More Great Natural Remedies for Menopause

Disclaimer: Results are not guaranteed*** and may vary from person to person***.

This is the second part of my look at natural options for treating menopausal symptoms. In the first, I honed in on the herb black cohosh, which has positive effects. Now I move on to the second tier of options, starting first with soy and isoflavones.

Soy supplements and foods are the second most-studied natural relief for menopause. They contain high amounts of phytoestrogen — namely, isoflavones, lignans and coumestans. Unlike black cohosh, soy and isoflavones have shown mixed results in studies. In a recent review of about 30 studies, the authors concluded that there was no evidence to prove that soy could reduce symptoms.

Still, five clinical trials used red clover and soy in early postmenopause — and managed to significantly reduce of hot flashes. Here are the numbers:

1998: Soy decreased hot flushes by five per day compared to placebo’s 3.4.

2000: Soy reduced hot flushes by 28% (placebo: 20%).

2002: Soy reduced hot flushes by 6.4 a day (placebo: 2.2).

2002: Soy lowered scores on the Kupperman index by 19.7.

2002: Red clover reduced hot flushes by 3.4 a day (placebo: 0.6).

Now for the others. Here is the rest of a cast and crew that may help, but that are not supported by strong evidence just yet.

— Evening primrose oil: In one study involving 56 postmenopausal women with symptoms, evening primrose oil was shown to be less effective than placebo.

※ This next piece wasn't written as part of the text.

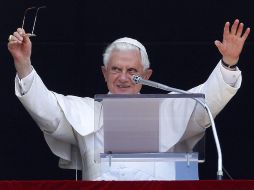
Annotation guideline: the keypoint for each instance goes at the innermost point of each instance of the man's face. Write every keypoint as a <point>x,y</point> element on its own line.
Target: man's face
<point>121,66</point>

— Dong quai: This Chinese medicine is often used for hot flushes. There is conflicting information as to its effectiveness in relieving menopausal symptoms. There is also some concern that its estrogen effects could raise the cancer risk.

— Wild yam: Wild yam cream was studied in 23 symptomatic postmenopausal women against placebo. There were no differences between the cream and placebo for hot flushes or night sweats.

— Panax ginseng: Preliminary evidence says ginseng might be useful in relieving depressive symptoms, insomnia or fatigue in menopause. However, there is no evidence that it helps hot flushes.

— DHEA: Conflicting evidence exists here and, due to the estrogen-cancer question, it’s best to avoid DHEA.

Here is my bottom line. Black cohosh is the best dietary supplement for relieving menopausal symptoms. Soy and isoflavones are only effective in a selective group of early postmenopausal women with mild-to-moderate symptoms. Always tell your doctor about what you are taking.